Micell Technologies has announced that long-term clinical outcomes from its DESSOLVE I and II clinical trials were presented at the EuroPCR conference in Paris, France this week.

Presentations by principal investigator Dr William Wijns of the Cardiovascular Center in Aalst, Belgium, highlighted results of long-term clinical follow-up of the MiStent Sirolimus eluting absorbable polymer coronary stent system.

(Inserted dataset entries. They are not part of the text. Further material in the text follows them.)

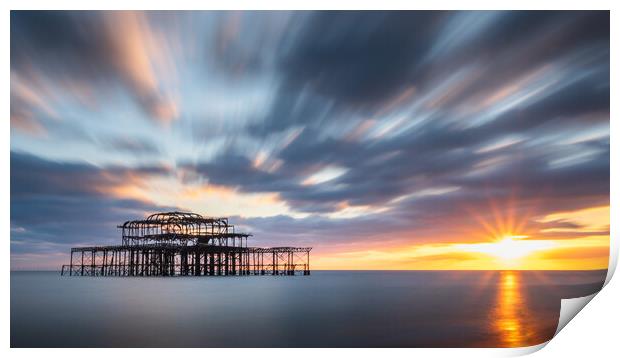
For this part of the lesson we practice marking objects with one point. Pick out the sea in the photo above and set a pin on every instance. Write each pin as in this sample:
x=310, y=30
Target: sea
x=325, y=309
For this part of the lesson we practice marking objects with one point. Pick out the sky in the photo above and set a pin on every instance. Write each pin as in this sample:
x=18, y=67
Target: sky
x=384, y=140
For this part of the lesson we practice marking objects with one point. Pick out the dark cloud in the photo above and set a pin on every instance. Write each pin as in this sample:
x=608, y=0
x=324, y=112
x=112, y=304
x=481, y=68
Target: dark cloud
x=409, y=104
x=69, y=203
x=87, y=53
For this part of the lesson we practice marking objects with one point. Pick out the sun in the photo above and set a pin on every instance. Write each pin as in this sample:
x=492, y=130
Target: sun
x=508, y=247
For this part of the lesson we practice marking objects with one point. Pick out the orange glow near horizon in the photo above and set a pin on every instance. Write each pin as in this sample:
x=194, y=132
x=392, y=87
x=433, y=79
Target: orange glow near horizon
x=499, y=248
x=501, y=240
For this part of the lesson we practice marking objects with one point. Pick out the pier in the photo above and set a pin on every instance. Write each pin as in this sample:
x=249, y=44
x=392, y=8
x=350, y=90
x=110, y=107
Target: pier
x=185, y=244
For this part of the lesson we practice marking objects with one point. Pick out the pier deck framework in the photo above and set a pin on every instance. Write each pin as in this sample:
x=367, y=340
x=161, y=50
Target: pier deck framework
x=185, y=244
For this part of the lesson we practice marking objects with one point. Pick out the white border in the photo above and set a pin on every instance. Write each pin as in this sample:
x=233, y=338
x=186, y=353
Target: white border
x=594, y=327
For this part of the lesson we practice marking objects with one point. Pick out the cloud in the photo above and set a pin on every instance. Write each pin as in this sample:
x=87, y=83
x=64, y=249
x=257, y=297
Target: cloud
x=57, y=205
x=86, y=53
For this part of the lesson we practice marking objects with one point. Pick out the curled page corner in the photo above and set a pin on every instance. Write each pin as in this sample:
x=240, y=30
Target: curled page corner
x=569, y=309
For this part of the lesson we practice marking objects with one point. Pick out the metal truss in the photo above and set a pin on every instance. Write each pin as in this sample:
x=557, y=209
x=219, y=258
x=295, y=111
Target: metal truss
x=185, y=244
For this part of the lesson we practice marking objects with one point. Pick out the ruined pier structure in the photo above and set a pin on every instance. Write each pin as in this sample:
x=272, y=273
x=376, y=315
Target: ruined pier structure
x=185, y=244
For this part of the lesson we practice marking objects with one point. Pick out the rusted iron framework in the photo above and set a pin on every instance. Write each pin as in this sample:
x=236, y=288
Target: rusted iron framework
x=185, y=244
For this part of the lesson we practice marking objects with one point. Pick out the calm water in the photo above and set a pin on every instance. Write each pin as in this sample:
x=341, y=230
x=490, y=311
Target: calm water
x=327, y=309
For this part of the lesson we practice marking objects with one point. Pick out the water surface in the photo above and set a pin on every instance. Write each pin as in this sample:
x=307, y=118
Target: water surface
x=326, y=309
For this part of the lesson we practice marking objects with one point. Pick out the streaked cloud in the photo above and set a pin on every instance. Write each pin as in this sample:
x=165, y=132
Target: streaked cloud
x=383, y=139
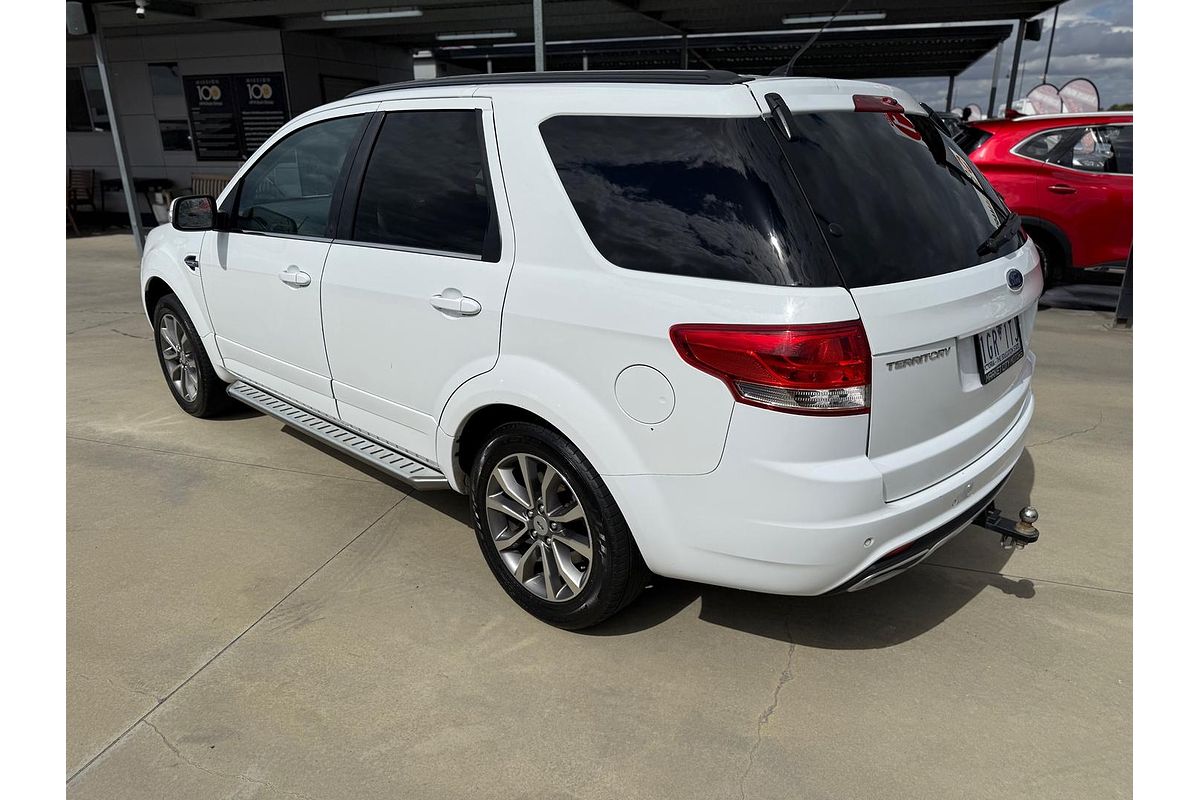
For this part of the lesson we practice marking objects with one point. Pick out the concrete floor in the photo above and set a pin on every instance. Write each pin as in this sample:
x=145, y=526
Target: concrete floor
x=252, y=617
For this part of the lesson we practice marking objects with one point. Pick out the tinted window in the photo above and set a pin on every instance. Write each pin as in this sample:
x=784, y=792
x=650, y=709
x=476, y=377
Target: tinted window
x=706, y=198
x=78, y=116
x=288, y=191
x=970, y=138
x=1042, y=145
x=426, y=185
x=1121, y=138
x=897, y=198
x=1103, y=149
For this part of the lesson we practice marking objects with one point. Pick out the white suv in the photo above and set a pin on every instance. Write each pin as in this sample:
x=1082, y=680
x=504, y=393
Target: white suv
x=762, y=332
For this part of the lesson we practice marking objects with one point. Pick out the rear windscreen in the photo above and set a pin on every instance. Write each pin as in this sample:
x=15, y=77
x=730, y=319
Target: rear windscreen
x=898, y=199
x=700, y=197
x=971, y=138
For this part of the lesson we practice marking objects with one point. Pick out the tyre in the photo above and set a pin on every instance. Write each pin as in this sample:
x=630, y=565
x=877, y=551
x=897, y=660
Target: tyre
x=550, y=530
x=185, y=364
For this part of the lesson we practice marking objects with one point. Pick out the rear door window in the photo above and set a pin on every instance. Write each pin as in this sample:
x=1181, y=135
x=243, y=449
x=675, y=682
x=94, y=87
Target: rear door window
x=426, y=186
x=897, y=198
x=697, y=197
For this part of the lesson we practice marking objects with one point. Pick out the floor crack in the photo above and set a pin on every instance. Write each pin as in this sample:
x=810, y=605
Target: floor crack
x=765, y=716
x=1068, y=435
x=244, y=779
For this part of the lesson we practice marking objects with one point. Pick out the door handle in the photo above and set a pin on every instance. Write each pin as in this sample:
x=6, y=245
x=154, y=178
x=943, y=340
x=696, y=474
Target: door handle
x=453, y=301
x=294, y=277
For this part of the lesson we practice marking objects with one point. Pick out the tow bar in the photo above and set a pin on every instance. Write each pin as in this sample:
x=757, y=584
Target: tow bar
x=1012, y=534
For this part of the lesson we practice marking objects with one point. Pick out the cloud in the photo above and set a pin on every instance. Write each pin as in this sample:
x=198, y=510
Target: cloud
x=1093, y=40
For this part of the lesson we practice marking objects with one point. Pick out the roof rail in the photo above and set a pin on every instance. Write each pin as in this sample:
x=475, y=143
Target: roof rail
x=690, y=77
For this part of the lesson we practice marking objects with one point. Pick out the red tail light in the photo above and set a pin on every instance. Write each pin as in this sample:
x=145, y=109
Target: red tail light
x=799, y=368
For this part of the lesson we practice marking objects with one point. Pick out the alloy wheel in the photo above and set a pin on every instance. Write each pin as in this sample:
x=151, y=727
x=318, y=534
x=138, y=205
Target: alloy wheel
x=539, y=527
x=179, y=358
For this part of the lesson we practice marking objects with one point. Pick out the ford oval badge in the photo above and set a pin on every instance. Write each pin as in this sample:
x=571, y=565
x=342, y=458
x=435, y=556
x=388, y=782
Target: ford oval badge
x=1015, y=280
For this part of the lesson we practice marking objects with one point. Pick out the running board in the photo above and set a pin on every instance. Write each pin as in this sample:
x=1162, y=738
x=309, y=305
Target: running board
x=382, y=457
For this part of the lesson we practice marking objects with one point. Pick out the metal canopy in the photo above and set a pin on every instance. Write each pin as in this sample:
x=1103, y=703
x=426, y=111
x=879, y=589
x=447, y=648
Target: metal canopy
x=906, y=53
x=564, y=19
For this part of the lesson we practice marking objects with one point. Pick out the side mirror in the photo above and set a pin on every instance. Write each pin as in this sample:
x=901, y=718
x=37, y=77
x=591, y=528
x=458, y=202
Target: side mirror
x=193, y=212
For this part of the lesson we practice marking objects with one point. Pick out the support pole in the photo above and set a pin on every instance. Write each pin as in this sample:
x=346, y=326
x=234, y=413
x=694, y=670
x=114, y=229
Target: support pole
x=1054, y=25
x=995, y=79
x=539, y=38
x=1017, y=64
x=114, y=122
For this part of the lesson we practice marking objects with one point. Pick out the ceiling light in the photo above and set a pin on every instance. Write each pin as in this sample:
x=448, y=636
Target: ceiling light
x=850, y=16
x=358, y=14
x=480, y=34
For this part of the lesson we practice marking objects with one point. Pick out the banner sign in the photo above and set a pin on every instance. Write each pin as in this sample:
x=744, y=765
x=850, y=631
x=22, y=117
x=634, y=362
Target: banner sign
x=233, y=115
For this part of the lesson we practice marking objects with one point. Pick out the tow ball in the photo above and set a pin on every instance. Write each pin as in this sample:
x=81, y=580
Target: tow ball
x=1012, y=534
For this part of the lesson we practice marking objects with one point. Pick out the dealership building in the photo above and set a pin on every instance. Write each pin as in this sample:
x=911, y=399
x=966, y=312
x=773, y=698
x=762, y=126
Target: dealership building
x=197, y=85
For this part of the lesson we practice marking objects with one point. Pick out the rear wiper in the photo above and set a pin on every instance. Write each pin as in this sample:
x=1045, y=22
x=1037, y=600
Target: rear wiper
x=1006, y=229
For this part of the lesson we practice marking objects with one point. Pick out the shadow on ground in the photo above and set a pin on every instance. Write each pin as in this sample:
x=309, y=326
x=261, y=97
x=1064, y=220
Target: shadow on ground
x=891, y=613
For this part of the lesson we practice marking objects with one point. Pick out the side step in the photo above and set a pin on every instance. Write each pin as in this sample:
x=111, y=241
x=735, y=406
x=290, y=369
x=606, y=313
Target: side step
x=382, y=457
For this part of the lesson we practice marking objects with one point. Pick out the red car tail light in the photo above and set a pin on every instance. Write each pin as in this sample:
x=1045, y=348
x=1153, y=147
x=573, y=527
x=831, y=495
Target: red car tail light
x=823, y=370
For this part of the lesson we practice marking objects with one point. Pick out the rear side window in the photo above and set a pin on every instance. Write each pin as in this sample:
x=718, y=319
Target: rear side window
x=897, y=198
x=288, y=191
x=426, y=185
x=697, y=197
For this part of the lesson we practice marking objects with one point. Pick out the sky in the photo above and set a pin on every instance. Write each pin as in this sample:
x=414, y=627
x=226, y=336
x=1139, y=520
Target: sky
x=1093, y=40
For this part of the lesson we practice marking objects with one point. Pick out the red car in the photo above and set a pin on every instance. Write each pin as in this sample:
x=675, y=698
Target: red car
x=1071, y=179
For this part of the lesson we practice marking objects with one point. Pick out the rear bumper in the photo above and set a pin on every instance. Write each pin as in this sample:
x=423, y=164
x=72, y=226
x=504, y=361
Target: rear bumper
x=765, y=523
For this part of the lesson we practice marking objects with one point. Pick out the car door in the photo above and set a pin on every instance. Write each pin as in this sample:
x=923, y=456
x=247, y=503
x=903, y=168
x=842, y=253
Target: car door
x=262, y=269
x=414, y=283
x=1091, y=176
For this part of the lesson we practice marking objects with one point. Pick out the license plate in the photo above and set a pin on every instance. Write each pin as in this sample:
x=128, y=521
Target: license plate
x=1000, y=348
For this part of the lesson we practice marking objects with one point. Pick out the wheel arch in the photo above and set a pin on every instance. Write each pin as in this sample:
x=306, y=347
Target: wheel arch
x=493, y=398
x=1045, y=230
x=160, y=277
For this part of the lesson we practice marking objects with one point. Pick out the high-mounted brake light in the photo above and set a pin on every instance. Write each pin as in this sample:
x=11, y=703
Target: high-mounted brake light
x=876, y=103
x=823, y=370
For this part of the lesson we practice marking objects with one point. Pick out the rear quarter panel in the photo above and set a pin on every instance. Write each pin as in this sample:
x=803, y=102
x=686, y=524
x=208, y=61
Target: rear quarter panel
x=573, y=322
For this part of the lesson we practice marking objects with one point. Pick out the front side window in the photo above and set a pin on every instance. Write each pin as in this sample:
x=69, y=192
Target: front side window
x=1104, y=149
x=426, y=185
x=696, y=197
x=289, y=190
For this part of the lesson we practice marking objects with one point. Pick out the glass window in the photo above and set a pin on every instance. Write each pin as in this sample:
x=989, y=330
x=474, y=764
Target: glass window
x=426, y=185
x=288, y=191
x=1103, y=149
x=695, y=197
x=897, y=198
x=1121, y=139
x=175, y=134
x=78, y=116
x=971, y=138
x=95, y=92
x=165, y=80
x=1042, y=145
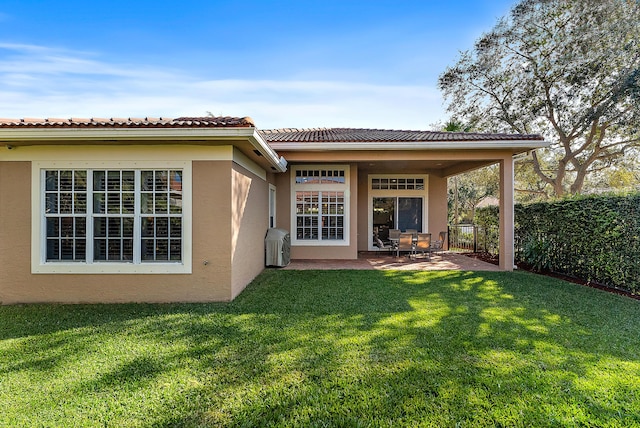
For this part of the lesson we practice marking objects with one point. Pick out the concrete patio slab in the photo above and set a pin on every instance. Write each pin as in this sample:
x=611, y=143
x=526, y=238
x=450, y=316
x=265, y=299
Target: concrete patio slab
x=374, y=261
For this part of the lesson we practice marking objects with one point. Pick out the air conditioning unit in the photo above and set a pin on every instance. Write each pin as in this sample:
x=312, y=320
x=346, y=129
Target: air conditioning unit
x=277, y=247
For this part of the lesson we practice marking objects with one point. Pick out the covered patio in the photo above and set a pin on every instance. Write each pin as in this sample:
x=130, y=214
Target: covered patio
x=384, y=261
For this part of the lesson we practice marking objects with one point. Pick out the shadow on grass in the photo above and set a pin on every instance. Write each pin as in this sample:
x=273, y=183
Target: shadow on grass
x=353, y=348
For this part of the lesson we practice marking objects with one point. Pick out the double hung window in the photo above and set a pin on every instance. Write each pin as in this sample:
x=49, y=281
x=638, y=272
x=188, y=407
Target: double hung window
x=105, y=216
x=321, y=201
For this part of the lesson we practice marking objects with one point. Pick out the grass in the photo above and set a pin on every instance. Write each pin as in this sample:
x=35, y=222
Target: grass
x=332, y=348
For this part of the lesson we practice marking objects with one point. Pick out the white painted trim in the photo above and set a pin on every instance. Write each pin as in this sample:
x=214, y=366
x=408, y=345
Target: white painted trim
x=413, y=145
x=38, y=245
x=21, y=137
x=242, y=160
x=321, y=187
x=135, y=153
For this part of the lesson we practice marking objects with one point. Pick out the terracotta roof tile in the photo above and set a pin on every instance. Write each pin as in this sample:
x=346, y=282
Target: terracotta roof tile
x=353, y=135
x=131, y=122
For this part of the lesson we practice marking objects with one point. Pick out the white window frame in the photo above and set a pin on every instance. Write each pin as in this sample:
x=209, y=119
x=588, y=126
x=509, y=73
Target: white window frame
x=38, y=223
x=394, y=193
x=329, y=187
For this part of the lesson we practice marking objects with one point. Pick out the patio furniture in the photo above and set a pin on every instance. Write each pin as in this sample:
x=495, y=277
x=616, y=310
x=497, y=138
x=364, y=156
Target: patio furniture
x=414, y=232
x=423, y=244
x=438, y=246
x=405, y=243
x=382, y=246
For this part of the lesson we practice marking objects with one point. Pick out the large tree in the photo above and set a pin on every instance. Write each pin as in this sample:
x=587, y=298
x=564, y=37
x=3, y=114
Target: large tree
x=566, y=69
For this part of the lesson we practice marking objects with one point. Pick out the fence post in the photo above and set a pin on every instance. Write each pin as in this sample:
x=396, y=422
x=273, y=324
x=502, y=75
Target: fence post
x=475, y=238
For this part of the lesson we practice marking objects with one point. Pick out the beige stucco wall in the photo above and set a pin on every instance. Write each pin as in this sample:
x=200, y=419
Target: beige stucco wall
x=249, y=223
x=215, y=185
x=437, y=205
x=284, y=208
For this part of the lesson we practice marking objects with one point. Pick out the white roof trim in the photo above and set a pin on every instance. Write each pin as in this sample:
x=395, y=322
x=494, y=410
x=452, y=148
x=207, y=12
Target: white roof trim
x=412, y=145
x=31, y=136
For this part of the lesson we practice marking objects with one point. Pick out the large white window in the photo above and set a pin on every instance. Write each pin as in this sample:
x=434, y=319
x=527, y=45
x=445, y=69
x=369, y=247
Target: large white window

MiStent SES is a thin-strut drug-eluting stent with a bioabsorbable polymer intended to optimize vessel healing in patients with coronary artery disease.

Dr Wijns said that the two- and three-year data demonstrate the long-term safety and efficacy of MiStent SES’s unique design.

"Importantly, the crystal sirolimus component of this novel stent provides a slow, controlled release that maintains therapeutic levels of drug in tissue for up to nine months, achieving long-term drug delivery without long-term polymer exposure," Dr Wijns added.

The presentations at EuroPCR were, ‘Long-Term Clinical Results from the DESSOLVE I First-In-Human Trial and the DESSOLVE II Randomised Trial of a Sirolimus-Eluting Stent with Fully Absorbable Polymer’ and ‘DESSOLVE II Trial Results: Two-Year Follow-up of a Crystalline Sirolimus-Eluting Stent with Rapid Bioabsorbable Polymer’.

In the DESSOLVE I and II trials, patients with discrete de novo lesions in native coronary arteries were enrolled and followed for clinical events at predefined intervals. An evaluation of clinical follow-up at three years was presented for DESSOLVE I; at this point, there were no target vessel MACE events for MiStent SES, and two non-target vessel non-Q wave myocardial infarctions were reported.

In addition, there was no evidence of stent thrombosis or target lesion revascularizations. Clinical outcomes at two years were presented for DESSOLVE II; in this study, MACE for MiStent SES was 6.7%, there was no definite or probable stent thrombosis and target lesion revascularization was 1.7%.